Tra i bancari sostanzialmente invariate Unicredit (+0,08%) ed IntesaSanpaolo (+0,06%), mentre migliore performance per Monte dei Paschi di Siena (+0,98%); tra i titoli a maggior capitalizzazione seduta incerta per Telecom Italia (+0,17%). Sul fronte del debito sovrano stabile la differenza di rendimento tra il titolo decennale italiano (Btp settembre 2024) ed il corrispondente omologo tedesco a 154 Bp (Basis point, punti base) per un tasso del 2,43%. In calo lo spread tra il Btp e il Bund tedesco con scadenza a due anni, sceso sotto ai 45 Bp per un rendimento sceso allo 0,40%. Lo spread tra titoli spagnoli decennali e Bund tedeschi ha registrato una chiusura a 133 punti base, pari ad un rendimento del Bonos del 2,22%. Concludiamo infine con una panoramica sui numerosi collocamenti effettuati dal Tesoro italiano.

La Banca d’Italia ha comunicato che nell’asta dei BOT con scadenza 27 febbraio 2015 di mercoledì scorso sono stati collocati tutti i titoli offerti dal ministero dell’Economia e delle Finanze (7,5 miliardi di euro l’ammontare complessivo) a fronte di una buona domanda, equivalente ad un rapporto di copertura (ammontare di titoli richiesti su titoli offerti) di 1,63, in calo rispetto all’asta di fine luglio; il rendimento lordo di aggiudicazione è stato pari allo 0,136%, nuovo minimo storico per il titolo con questa scadenza.

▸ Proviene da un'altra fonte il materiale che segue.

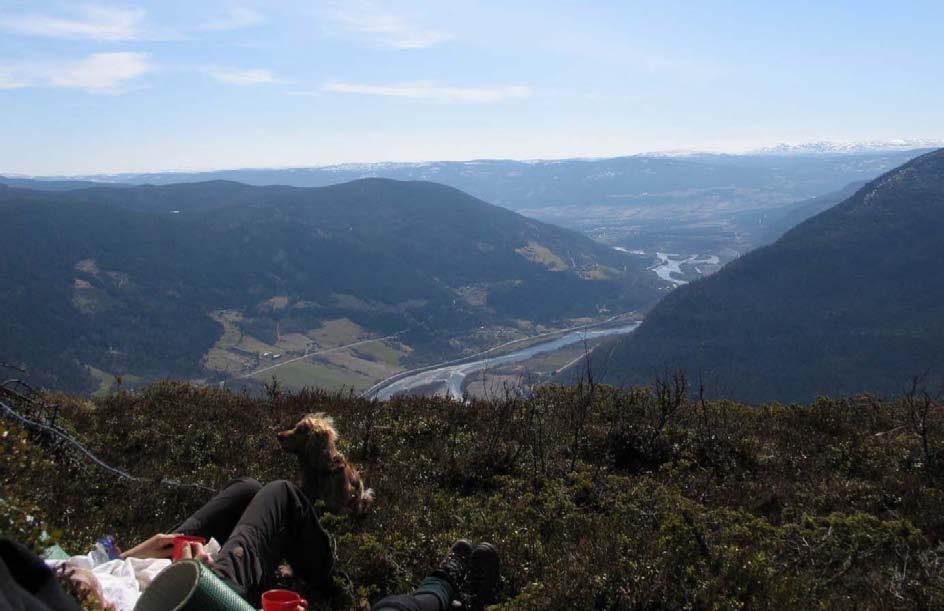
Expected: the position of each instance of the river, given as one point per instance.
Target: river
(453, 376)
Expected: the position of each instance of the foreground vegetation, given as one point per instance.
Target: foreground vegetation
(597, 498)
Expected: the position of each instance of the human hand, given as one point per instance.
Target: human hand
(158, 546)
(194, 550)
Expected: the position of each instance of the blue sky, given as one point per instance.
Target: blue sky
(171, 84)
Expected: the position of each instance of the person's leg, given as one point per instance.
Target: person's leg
(435, 592)
(219, 516)
(27, 583)
(279, 524)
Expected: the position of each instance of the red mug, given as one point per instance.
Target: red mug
(282, 600)
(181, 542)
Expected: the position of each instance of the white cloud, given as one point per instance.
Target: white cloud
(108, 24)
(236, 18)
(97, 73)
(391, 30)
(101, 72)
(245, 77)
(426, 90)
(10, 81)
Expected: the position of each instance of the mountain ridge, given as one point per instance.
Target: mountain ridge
(848, 301)
(140, 280)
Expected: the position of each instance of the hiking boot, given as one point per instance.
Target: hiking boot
(482, 585)
(454, 567)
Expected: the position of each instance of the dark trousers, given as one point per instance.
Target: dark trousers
(26, 584)
(433, 594)
(259, 527)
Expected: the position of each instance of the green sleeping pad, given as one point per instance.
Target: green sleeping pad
(188, 585)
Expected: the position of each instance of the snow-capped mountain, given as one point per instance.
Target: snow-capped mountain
(833, 148)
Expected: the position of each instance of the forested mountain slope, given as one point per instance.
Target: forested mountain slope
(850, 300)
(127, 280)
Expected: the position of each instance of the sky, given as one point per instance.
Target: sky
(181, 85)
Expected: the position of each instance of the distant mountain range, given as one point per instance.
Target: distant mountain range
(848, 301)
(845, 148)
(188, 279)
(689, 203)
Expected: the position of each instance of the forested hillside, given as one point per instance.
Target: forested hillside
(848, 301)
(144, 281)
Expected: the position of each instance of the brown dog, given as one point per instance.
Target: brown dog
(324, 472)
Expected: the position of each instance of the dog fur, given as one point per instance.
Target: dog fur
(324, 472)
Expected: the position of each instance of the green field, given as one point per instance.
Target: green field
(300, 374)
(380, 351)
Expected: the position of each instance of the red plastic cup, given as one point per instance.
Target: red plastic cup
(282, 600)
(181, 542)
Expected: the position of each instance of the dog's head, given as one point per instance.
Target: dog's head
(313, 433)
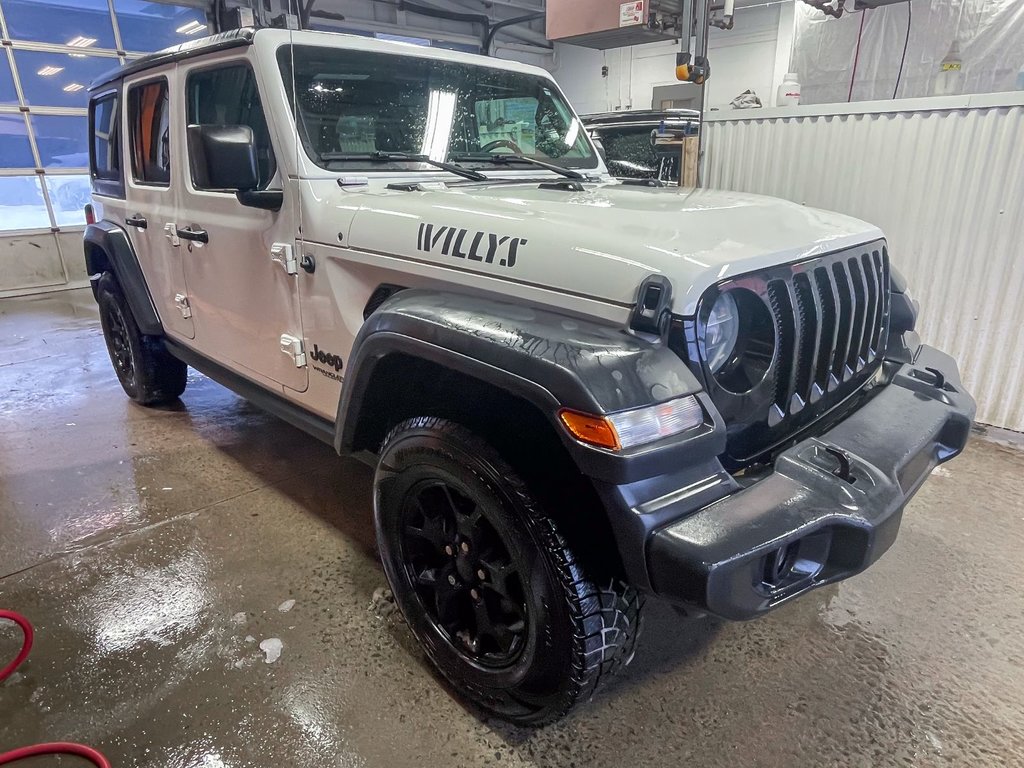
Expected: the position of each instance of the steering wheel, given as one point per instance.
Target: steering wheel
(502, 143)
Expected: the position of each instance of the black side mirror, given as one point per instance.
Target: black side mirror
(223, 157)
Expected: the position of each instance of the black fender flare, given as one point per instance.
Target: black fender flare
(550, 359)
(108, 248)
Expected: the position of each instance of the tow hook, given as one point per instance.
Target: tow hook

Nella giornata di giovedì si sono invece tenuti i collocamenti dei CCTeu e dei Btp a cinque ed a dieci anni. L’undicesima tranche di CCTeu 15 novembre 2019 è stata collocata per un ammontare di 1,5 miliardi di euro, con un rapporto di copertura (1,42) in calo rispetto a luglio ed un rendimento lordo in aumento (1,16%).   

La quinta tranche dei Btp 1° agosto 2019 e cedola dell’1,5% sono stati collocati al massimo della forchetta indicata dal ministero dell’Economia e delle Finanze (2,5 miliardi di euro) a fronte di una richiesta di quasi 3,78 miliardi; il tasso di copertura è leggermente aumentato a 1,51 per un rendimento lordo fissato all’1,1%.

L’asta della prima tranche dei Btp 1° dicembre 2024 e cedola del 2,5% ha visto titoli collocati per un ammontare di 4 miliardi di euro rispetto a una richiesta di quasi 5,06 miliardi; il tasso di copertura di 1,26 è risultato in contrazione rispetto all’asta di fine luglio, mentre il rendimento lordo è risultato essere del 2,39%.